Research: The Phoenix Deep Radio Survey


Optical R-band image (left) of the apparently faint sub-mJy radio galaxy PDF011255 detected in the course of the Phoenix Deep Radio Survey. The radio contours are overlaid on the optical image. On the right is the optical spectrum of the radio galaxy. This lies at a redshift of z=0.445 and shows strong narrow emission lines indicative of ongoing star-formation activity. The Phoenix survey has revealed a large number of apparently faint radio galaxies similar to PDF011255. Detailed studies suggest that these sources are likely to be intermediate and high redshift galaxies dominated by star-formation, although the presence of an obscured AGN is under debate.

Deep radio surveys reaching sub-mJy flux densities have revealed a new population of apparently faint radio sources below the flux density of 1mJy. This new radio population has properties significantly different form brighter radio sources (>10mJy) usually identified with quasars (QSOs) and giant ellipticals harboring a powerful Active Galactic Nucleus (AGN).

Indeed, photometric and spectroscopic studies of apparently faint (sub-mJy and µJy) radio sources reveal that these objects are usually identified with disc type galaxies at intermediate and high redshifts. Their optical spectra exhibit narrow emission lines indicative of star-formation activity, although a contribution from an obscured AGN cannot be excluded and is under debate. The similarity of these objects with the nearby population of starbursts revealed by IRAS suggest that the sub-mJy faint radio population is the more distant counterpart of these nearby galaxies.

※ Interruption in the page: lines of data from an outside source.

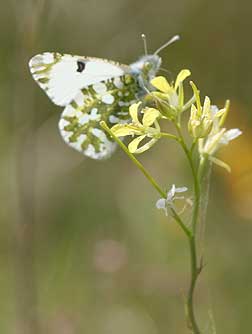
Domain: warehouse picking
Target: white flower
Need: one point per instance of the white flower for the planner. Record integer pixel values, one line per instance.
(230, 135)
(165, 203)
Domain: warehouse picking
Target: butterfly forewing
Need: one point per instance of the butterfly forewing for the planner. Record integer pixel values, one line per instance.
(107, 100)
(62, 76)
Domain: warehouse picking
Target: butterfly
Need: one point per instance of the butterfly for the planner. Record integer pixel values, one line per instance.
(92, 90)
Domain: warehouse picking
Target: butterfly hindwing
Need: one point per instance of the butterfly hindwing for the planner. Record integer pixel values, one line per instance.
(62, 76)
(107, 100)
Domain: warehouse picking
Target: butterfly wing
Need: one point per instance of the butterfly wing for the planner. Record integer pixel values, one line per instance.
(91, 90)
(62, 76)
(107, 100)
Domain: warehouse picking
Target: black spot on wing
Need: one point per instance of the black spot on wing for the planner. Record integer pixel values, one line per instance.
(80, 66)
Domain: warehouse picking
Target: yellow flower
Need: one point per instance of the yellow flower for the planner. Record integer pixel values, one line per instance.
(173, 94)
(200, 123)
(142, 130)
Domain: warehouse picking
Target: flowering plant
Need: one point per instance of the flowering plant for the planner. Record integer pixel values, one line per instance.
(205, 125)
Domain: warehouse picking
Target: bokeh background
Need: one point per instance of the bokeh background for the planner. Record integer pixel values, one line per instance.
(82, 247)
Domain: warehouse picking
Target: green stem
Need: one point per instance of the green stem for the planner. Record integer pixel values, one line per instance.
(147, 175)
(195, 270)
(133, 159)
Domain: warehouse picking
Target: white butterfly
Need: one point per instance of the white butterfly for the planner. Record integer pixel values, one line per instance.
(91, 90)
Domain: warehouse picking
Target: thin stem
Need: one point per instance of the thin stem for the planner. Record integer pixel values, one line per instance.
(134, 159)
(147, 175)
(195, 179)
(195, 270)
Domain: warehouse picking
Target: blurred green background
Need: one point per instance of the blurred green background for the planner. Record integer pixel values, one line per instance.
(82, 247)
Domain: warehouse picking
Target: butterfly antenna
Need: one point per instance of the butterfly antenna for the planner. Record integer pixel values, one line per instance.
(145, 44)
(172, 40)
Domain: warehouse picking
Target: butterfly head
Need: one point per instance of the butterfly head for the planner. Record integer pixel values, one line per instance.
(146, 68)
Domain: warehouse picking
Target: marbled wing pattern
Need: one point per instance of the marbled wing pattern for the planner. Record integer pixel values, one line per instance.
(91, 90)
(108, 101)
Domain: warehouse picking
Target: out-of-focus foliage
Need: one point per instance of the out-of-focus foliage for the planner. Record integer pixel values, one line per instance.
(83, 248)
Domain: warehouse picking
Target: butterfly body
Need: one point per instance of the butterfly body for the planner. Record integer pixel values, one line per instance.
(92, 90)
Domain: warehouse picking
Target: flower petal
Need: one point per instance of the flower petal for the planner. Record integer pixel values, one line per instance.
(146, 146)
(161, 84)
(134, 144)
(230, 135)
(121, 130)
(181, 77)
(220, 163)
(133, 110)
(206, 106)
(181, 189)
(161, 204)
(149, 117)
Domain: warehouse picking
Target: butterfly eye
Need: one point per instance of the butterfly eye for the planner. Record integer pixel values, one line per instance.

The Phoenix Deep Survey is an ongoing project aiming to study the nature and the evolution of the apparently faint radio population. The observations comprise an ultra-deep and homogeneous radio survey (1.4GHz) covering an area of 3 deg2 and reaching µJy sensitivities. This is combined with multiwavelength photometric data (UV, optical, near- and far- infrared) and optical spectroscopy. Moreover, deep X-ray observations (50ksec) using the XMM have recently been obtained. This unique multiwavelength data-set is used to address the following issues:

  • elucidate the nature of the energising source (AGN or star-formation) that dominates the observed activity of the apparently faint sub-mJy radio sources.
  • study the cosmological evolution of sub-mJy radio galaxies to constrain galaxy formation and evolution models.
  • investigate the evolution of the global star-formation rate. If the sub-mJy faint radio population is indeed dominated by starburst activity (as present studies indicate) then deep radio surveys, like Phoenix, offer an efficient tool of identifying and selecting the most active starburst galaxies out to z=1-2. Moreover, the insensitivity of radio wavelengths to dust obscuration makes radio surveys an unbiased census of the star-formation rate evolution unlike UV/optical data.
  • explore the significance of interactions and mergers in triggering the observed activity in sub-mJy radio sources.
  • explore the association of the sub-mJy radio population with other classes of extra-galactic sources, also believed to be starburst and/or AGNs at intermediate and high redshifts. These include the X-ray detected Narrow Emission-Line Galaxies (NELGs), the Extremely Red Objects (EROs) and the excess blue galaxies detected in deep optical surveys. Such a study will provide direct links between potentially similar objects selected at different wavelengths, providing complementary information necessary to elucidate their nature.